This nvidia-smi command will fail in contexts where a GPU is unavailable or has not been allocated.

For example, if you run it on the login node, you’ll get a message like this.

nvidia-smi
NVIDIA-SMI has failed because it couldn't communicate with the NVIDIA driver. Make sure that the latest NVIDIA driver is installed and running

It prints this failure message because nodes without GPUs don’t have a driver installed.

RACS has a guide on configuring interactive jobs on Talapas if you’d like to read more.

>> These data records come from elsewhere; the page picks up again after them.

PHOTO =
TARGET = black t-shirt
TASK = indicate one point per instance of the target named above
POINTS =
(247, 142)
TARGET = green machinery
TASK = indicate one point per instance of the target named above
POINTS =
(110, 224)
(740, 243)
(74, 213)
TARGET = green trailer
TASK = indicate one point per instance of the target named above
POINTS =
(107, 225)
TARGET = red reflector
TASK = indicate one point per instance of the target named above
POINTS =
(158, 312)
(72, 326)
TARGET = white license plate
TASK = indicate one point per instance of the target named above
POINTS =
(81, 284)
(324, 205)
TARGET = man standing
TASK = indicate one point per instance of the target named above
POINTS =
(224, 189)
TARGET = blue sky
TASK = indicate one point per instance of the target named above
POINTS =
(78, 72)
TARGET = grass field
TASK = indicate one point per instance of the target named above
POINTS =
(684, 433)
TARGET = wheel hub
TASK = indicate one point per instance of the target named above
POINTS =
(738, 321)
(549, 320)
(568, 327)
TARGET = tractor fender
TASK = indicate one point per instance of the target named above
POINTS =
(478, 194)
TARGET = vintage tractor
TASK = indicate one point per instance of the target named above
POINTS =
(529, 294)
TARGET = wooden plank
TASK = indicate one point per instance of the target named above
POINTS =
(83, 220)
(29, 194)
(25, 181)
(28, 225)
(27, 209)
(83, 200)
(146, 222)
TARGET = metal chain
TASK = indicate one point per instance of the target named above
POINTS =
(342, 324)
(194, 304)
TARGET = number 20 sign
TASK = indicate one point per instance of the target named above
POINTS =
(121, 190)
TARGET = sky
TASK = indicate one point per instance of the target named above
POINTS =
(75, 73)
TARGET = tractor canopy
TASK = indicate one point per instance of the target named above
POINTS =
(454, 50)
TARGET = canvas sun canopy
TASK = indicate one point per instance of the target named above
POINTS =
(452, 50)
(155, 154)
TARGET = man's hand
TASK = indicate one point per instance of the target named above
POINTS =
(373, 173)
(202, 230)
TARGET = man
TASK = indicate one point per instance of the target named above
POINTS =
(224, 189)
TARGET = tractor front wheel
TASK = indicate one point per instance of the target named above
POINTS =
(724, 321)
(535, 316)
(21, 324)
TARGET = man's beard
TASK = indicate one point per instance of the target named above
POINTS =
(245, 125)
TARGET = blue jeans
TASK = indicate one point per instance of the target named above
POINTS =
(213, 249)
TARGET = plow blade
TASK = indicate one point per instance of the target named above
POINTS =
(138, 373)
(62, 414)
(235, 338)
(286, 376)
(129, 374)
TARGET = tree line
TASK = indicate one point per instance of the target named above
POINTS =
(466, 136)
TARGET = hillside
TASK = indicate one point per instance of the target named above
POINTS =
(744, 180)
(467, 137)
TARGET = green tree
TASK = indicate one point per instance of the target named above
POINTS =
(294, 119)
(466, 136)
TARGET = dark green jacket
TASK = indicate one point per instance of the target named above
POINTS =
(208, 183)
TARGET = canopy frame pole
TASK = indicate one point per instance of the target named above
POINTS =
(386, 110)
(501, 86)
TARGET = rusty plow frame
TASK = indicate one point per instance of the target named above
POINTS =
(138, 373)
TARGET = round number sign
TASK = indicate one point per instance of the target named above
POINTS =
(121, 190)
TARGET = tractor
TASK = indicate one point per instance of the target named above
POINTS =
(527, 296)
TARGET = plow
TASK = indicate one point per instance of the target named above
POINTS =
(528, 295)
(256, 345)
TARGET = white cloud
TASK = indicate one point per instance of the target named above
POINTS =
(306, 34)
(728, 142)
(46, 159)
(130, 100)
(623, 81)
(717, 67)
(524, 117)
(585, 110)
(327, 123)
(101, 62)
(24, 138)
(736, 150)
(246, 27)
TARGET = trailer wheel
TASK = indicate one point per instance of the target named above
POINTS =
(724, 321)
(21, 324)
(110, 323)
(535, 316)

Quick Slurm Scheduling Tips

  • Read the resource descriptions carefully: jobs that exceed their request time, memory, or processor usage will be automatically killed.
  • Need to run for more than 24 hours? You must use computelong, gpulong, or memorylong.
  • Most jobs should have --ntasks-per-node=1 and --cpus-per-task=1 if they do not reference tools or code that is explicitly multiprocessor code.
  • Remember to exit interactive jobs when you’re finished to free up resources for your colleagues.

Today’s Slurm Commands

command description example usage
sbatch [jobfile] queues a Slurm job sbatch my_job.sh
sacct lists (your) recent jobs and subjobs sacct
squeue -u [user] gets status of running or queued slurm jobs for user squeue -u [yourDuckID]
scancel [jobid] cancels job jobid scancel [jobid]
srun launches interactive shell session on a compute node srun --partition=compute --account=racs_training --pty bash
sinfo lists information on available partitions sinfo